My first year of actual hunting, after tagging along with the men for several years, was 1961, the year I turned 14 and got my first shotgun (all four of Dad’s boys got one for their 14th birthday, I think), and also one of the peak years for Soil Bank.

There was pheasant habitat everywhere, and there were pheasants everywhere, and we actually got out of the car and walked through heavy cover, and shelterbelts and cornfields next to the heavy cover. And we shot pheasants. Man, did we shoot pheasants.

But then by the time I graduated high school, Soil Bank was gone, and we had a lot of lean years, exacerbated by bad weather of the mid-’60s. A couple of years there was no season. And then someone came up with those three magic letters: CRP. Cropland became grassland. Back came the pheasants.

If you go back and look at each of the experiences I have described, you will see that every one of them, to some extent, happened because we as a people, represented by our government, took a role in making them happen. Dam building, fish stocking, Soil Bank planting, CRP — all of those things were possible because we asked our elected leaders to make our lives better by providing the resources to make those things happen.

Unless we, as a people — we, as men and women who cherish our time in the outdoors — unless we step up now and direct our government leaders to keep doing that, we are going to lose a lot of the things that make our enjoyment of the outdoors possible. Including enjoying our Badlands. Especially enjoying our Badlands.  Because right now our Badlands are threatened more than at any time in their 10-million-year history, by the march of industry toward them.
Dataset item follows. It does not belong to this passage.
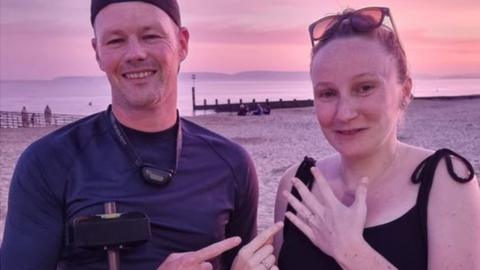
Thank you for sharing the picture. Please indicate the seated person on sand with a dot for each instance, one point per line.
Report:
(378, 203)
And we don’t seem to be doing much about it.

Yesterday’s Soil Bank is today’s CRP. Yesterday’s Shade Hill Dam is today’s Missouri River system. Yesterday’s WPA dams are today’s National Wildlife Refuges. North Dakota has 63 of them, more than any other state. Only two are natural bodies of water. Sixty-one are man-made reservoirs. Built with federal funds.
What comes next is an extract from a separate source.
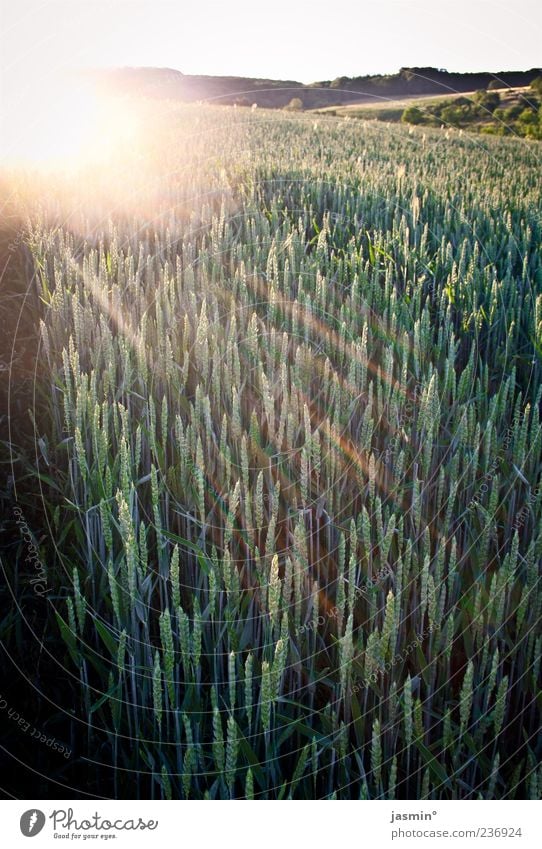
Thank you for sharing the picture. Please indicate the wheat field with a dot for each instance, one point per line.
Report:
(285, 458)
But federal funds have a way of coming and going. We already know that the federal commitment to conservation has been cut dramatically. CRP is going away. That program, which once dropped a hundred million dollars a year into North Dakota’s farmers’ pockets to take land out of production and provide habitat for wildlife, is slowly dying — and will be completely gone before I am.

But North Dakota is an oil-rich state now. We have enough money to do more for ourselves, without federal help.  The Legislature has just adjourned, and there’s been a massive failure on its part to help protect and enhance our outdoor experiences.

You’ll remember that last fall, the voters of our state, aided and abetted by a good number of our outdoorsmen and women, I’m afraid, rejected a measure to put a bunch of money into reinforcing our outdoor resources. I am done whining about that now, but I need to point out that one of the reasons we rejected that measure is that we were told that the state is spending $30 million in the current biennium, which ends this June 30, and $50 in the next biennium, which begins the next day, to do some of the things that supporters of Measure 5 had planned for us.

Well, turns out we were lied to. The money isn’t there. In the end, there is going to somewhere between $15 million and $20 million — not $50 million — to spend on outdoors projects in the Outdoor Heritage fund in the coming biennium. Yes, we were lied to. I’m going to write more about that one of these days.

I’m just starting to think my way through this dilemma of how things can be so good and then so bad, and then so good again, and then, potentially, so bad, as my hunting and fishing days near an end. We need to try to figure out how we can mitigate the coming (some would say already ongoing — I’ll write more about that soon, too) environmental and ecological disaster in the next 10 years or so of North Dakota’s existence.

You and I, readers, as people who enjoy North Dakota’s outdoors, are going to have to do this ourselves. No one is going to do it for us.